Che cos'è l'accordo quadro del 2009?
L’accordo quadro del 2009 aveva stabilito che le clausole di uscita possono essere stipulate in base a parametri oggettivi, come l’andamento del mercato del lavoro o il tasso di produttività. La regola era stata poi consolidata con L’ai del 2011, ma dopo pochi mesi il legislatore l’aveva abrogata (art. 8 l. 148/2011), stabilendo che i contratti collettivi aziendali o territoriali possono derogare ai CCNL con effetti erga omnes, senza vincoli sostanziali o procedurali.
Deroghe e contratti collettivi
La deroga ha fatto molto discutere perché in precedenza la centralità del livello nazionale aveva ridotto il dumping contrattuale, cioè la difformità di trattamento fra i lavoratori. AL contrario, liberalizzare il potere derogatorio avrebbe ampliato le disparità di trattamento. Per questo, le confederazioni firmatarie dell’Ai del 2011 si sono impegnate a non applicare la disposizione di legge: nella realtà, però, essa è persino abusata.

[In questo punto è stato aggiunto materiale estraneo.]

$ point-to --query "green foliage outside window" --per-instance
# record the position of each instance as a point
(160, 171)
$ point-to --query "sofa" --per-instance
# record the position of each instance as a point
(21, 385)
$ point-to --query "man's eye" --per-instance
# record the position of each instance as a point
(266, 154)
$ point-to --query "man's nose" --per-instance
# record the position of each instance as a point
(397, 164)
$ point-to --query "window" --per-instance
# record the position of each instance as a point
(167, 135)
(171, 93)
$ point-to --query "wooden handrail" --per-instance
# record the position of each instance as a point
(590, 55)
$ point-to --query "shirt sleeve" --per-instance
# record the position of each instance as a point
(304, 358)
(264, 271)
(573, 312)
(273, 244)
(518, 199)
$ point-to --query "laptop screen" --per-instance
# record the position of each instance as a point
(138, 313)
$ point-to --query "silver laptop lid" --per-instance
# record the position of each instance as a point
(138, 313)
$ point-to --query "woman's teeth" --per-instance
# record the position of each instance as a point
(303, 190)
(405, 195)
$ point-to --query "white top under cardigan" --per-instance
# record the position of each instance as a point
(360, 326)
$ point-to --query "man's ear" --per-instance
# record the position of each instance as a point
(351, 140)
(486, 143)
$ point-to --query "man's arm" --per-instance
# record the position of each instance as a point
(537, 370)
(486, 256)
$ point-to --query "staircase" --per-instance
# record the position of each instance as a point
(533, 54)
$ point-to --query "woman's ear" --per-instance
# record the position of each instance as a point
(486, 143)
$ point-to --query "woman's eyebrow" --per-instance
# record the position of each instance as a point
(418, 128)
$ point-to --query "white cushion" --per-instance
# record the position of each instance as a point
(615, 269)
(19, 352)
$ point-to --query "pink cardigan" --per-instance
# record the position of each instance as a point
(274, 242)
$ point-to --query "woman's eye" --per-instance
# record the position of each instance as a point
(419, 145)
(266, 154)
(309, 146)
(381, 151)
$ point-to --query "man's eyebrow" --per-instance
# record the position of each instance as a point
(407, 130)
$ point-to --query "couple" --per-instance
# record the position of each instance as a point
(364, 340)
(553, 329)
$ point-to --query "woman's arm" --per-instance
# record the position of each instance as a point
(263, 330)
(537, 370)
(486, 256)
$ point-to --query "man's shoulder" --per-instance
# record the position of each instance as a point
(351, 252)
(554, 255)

Secondo alcuni giuristi l’art. 8 è stato superato dall’art. 51 del d.lgs. 81/2015, ma in realtà non è proprio così. Infatti, esso si limita a selezionare i soggetti sindacali che la legge autorizza a intervenire mediante la contrattazione collettiva anche di livello aziendale.
Contratti collettivi separati
La stipulazione di un nuovo contratto collettivo è sempre preceduta da una fase di trattative alla quale prendono parte diverse associazioni sindacali. Talvolta può accadere che di tutte, solo alcune aderiscano a un determinato CCNL, il quale sarà per questo definito «contratto collettivo separato». L’aggettivo denota il fatto che esso è sottoscritto solo da una parte delle associazioni sindacali che hanno partecipato alle trattative.
Questa fattispecie si verifica quando un contratto collettivo scade ed è necessario rinnovarlo tramite una nuova stipulazione.
Domande da interrogazione
- Quali sono le principali caratteristiche dell'accordo quadro del 2009?
- Qual è l'impatto delle deroghe sui contratti collettivi?
- Cosa si intende per "contratti collettivi separati"?
L'accordo quadro del 2009 stabiliva che le clausole di uscita potessero essere definite in base a parametri oggettivi, come l'andamento del mercato del lavoro e il tasso di produttività. Tuttavia, è stato abrogato nel 2011, permettendo ai contratti collettivi aziendali o territoriali di derogare ai CCNL senza vincoli sostanziali o procedurali.
Le deroghe hanno suscitato preoccupazioni poiché, mentre prima la centralità del livello nazionale riduceva il dumping contrattuale, la liberalizzazione del potere derogatorio ha ampliato le disparità di trattamento tra i lavoratori. Le confederazioni firmatarie dell'Ai del 2011 si sono impegnate a non applicare questa disposizione, ma nella pratica è stata abusata.
I contratti collettivi separati sono quelli stipulati solo da alcune associazioni sindacali che hanno partecipato alle trattative, in seguito alla scadenza di un contratto collettivo. Questo termine indica che non tutte le associazioni hanno aderito al nuovo CCNL, rendendolo quindi "separato".